Elisa femto substrate

Wells of a white streptavidin-coated 96-well plate (Thermo Fisher Scientific) were washed and blotted three times with SELEX WB then incubated with 50 nM biotinylated NS or SNAP1 aptamer at 4°C for 30 min. After three washes with wash buffer (0.1% Tween-20 2% BSA SELEX), wells were incubated with blocking buffer (5% BSA, 1:100 biotin blocking solution (Vector Laboratories), 0.1 mg/mL tRNA, 0.1 mg/mL SS DNA, 0.1% Tween-20 SELEX WB) for 1.5 h at room temperature. Subsequently, the wells were incubated with S protein, UV-inactivated SARS-CoV-2 virus, or lentivirus in binding buffer (2% BSA, 0.1 mg/mL tRNA, 0.1 mg/mL SS DNA, 0.1% Tween-20 SELEX WB) for 30 min at room temperature. Then wells were washed four times before incubation with an anti-SARS-CoV-2 antibody with HRP (Novus Biologicals cat. no. NBP2–90980H). Lastly, wells were washed six times.
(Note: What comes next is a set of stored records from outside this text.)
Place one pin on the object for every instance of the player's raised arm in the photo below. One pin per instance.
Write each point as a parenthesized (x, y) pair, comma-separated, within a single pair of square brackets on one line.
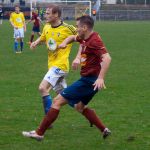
[(68, 40)]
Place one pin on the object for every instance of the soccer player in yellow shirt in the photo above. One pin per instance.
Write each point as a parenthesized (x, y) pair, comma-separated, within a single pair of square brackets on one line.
[(17, 21), (58, 64)]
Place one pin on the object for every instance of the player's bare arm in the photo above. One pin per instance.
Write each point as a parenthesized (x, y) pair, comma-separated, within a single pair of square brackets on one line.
[(68, 40), (99, 83), (76, 61)]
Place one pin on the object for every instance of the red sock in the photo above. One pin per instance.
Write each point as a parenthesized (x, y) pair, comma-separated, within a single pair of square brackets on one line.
[(31, 39), (47, 121), (93, 118)]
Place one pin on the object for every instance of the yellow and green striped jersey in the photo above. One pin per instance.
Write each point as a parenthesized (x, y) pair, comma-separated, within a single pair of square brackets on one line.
[(17, 19), (60, 57)]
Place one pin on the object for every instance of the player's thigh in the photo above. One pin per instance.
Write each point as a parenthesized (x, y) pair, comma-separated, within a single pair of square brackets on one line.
[(54, 75), (59, 101), (79, 107)]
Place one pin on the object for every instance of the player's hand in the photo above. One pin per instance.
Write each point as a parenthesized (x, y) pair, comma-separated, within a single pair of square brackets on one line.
[(33, 45), (15, 27), (62, 46), (99, 84), (75, 63)]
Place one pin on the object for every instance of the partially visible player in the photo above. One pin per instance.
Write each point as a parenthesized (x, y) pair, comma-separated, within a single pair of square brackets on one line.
[(95, 61), (36, 24), (1, 14), (58, 61), (17, 21)]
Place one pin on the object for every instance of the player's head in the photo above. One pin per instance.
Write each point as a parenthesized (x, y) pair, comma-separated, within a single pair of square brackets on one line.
[(84, 25), (17, 8), (53, 13)]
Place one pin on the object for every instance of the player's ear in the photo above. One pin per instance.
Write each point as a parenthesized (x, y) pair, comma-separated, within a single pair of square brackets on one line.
[(84, 27)]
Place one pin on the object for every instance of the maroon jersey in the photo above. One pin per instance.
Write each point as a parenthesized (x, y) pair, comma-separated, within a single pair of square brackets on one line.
[(36, 20), (92, 50)]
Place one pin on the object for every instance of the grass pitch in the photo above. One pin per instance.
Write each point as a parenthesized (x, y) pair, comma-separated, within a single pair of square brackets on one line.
[(124, 106)]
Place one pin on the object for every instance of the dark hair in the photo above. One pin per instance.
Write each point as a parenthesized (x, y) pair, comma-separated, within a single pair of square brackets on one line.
[(55, 9), (17, 6), (86, 20)]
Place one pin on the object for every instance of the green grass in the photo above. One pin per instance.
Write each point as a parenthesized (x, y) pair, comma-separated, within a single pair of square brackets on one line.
[(124, 106)]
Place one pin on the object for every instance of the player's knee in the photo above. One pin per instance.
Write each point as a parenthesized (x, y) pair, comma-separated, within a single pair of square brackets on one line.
[(42, 89), (79, 109)]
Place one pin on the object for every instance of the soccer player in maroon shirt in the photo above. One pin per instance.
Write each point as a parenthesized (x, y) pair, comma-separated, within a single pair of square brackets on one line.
[(36, 25), (95, 61)]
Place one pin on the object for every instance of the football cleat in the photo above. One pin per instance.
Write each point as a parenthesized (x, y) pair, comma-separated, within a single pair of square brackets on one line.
[(32, 134), (106, 133)]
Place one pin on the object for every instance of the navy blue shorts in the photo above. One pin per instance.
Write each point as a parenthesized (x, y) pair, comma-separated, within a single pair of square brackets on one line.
[(36, 29), (81, 90)]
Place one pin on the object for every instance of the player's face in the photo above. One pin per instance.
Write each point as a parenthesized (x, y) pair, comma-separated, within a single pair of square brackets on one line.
[(17, 9), (80, 30), (49, 16)]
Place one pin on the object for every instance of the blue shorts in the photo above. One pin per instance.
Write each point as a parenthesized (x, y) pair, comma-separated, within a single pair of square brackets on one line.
[(81, 90), (36, 29)]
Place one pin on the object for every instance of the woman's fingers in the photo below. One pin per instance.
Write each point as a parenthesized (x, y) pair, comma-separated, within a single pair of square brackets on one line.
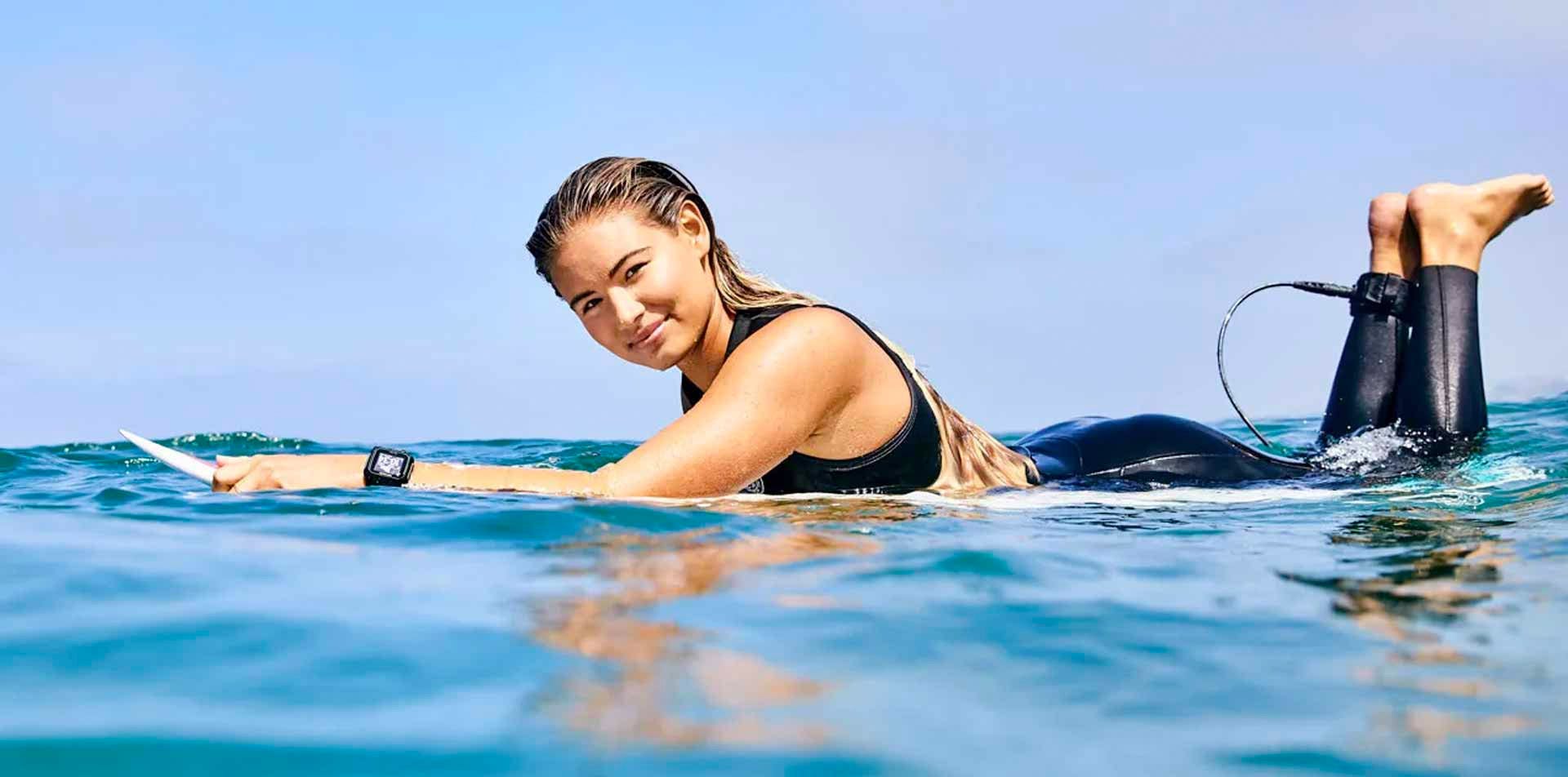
[(261, 477), (231, 470)]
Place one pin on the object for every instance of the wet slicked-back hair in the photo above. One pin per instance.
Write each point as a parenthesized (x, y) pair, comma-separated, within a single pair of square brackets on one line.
[(656, 192)]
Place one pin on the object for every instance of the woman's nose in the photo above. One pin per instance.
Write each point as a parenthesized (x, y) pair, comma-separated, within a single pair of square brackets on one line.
[(627, 310)]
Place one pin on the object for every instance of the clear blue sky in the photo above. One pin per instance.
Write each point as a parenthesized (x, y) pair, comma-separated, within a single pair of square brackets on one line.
[(311, 220)]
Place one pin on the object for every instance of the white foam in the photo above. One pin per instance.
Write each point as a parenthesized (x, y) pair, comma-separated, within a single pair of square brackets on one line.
[(1358, 455)]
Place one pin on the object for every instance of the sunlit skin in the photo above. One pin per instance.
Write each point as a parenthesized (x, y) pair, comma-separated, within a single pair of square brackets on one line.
[(811, 381)]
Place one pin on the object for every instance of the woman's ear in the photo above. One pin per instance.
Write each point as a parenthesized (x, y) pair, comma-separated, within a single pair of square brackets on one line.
[(692, 226)]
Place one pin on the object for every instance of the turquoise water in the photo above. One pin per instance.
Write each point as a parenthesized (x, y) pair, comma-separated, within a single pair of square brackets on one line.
[(1397, 627)]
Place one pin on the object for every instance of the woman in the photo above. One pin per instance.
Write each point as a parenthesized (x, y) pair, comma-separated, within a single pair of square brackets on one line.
[(784, 393)]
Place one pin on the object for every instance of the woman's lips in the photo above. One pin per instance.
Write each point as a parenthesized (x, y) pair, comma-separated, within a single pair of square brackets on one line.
[(649, 334)]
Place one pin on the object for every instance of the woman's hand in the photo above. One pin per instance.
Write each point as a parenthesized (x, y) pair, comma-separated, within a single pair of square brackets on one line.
[(289, 472)]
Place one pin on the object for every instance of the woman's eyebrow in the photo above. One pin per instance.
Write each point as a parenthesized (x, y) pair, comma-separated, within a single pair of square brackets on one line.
[(613, 270)]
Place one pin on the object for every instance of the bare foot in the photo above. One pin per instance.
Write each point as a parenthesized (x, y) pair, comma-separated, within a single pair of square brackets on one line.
[(1396, 250), (1455, 223)]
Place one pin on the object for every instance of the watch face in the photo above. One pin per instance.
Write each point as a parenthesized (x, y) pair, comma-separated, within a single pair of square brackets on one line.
[(388, 464)]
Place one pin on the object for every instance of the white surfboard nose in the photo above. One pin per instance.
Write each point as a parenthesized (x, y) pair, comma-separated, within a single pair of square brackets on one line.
[(180, 461)]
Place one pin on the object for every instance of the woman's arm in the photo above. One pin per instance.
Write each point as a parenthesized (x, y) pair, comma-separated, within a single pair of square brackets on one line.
[(773, 392)]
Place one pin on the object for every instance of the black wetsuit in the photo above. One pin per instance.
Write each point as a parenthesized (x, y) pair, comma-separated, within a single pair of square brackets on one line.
[(911, 460), (1411, 357)]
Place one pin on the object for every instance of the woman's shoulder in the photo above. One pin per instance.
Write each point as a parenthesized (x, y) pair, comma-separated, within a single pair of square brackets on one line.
[(819, 332)]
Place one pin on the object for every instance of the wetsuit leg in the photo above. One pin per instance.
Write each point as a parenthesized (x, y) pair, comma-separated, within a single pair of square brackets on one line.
[(1368, 373), (1440, 386), (1152, 448)]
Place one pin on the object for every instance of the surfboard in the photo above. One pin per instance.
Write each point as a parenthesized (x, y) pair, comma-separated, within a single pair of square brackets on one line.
[(180, 461)]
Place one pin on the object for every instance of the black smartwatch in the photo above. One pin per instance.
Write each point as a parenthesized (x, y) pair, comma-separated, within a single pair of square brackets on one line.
[(390, 467)]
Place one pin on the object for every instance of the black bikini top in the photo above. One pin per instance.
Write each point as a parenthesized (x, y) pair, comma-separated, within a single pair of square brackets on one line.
[(910, 461)]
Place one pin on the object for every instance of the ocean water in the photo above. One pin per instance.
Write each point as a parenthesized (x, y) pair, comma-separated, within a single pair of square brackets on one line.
[(1339, 625)]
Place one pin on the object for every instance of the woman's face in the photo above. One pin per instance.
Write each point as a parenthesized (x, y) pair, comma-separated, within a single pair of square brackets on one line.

All steps use 100 μL of the solution, except washing (200 μL of solution.) For wash steps, the plate is flicked over a sink then blotted dry. Ice-cold ELISA Femto Substrate (Thermo Fisher Scientific) was added, and the plate luminescence was immediately measured by Infinite 200 PRO plate reader (Tecan) with 250 nm integration time and automatic attenuation.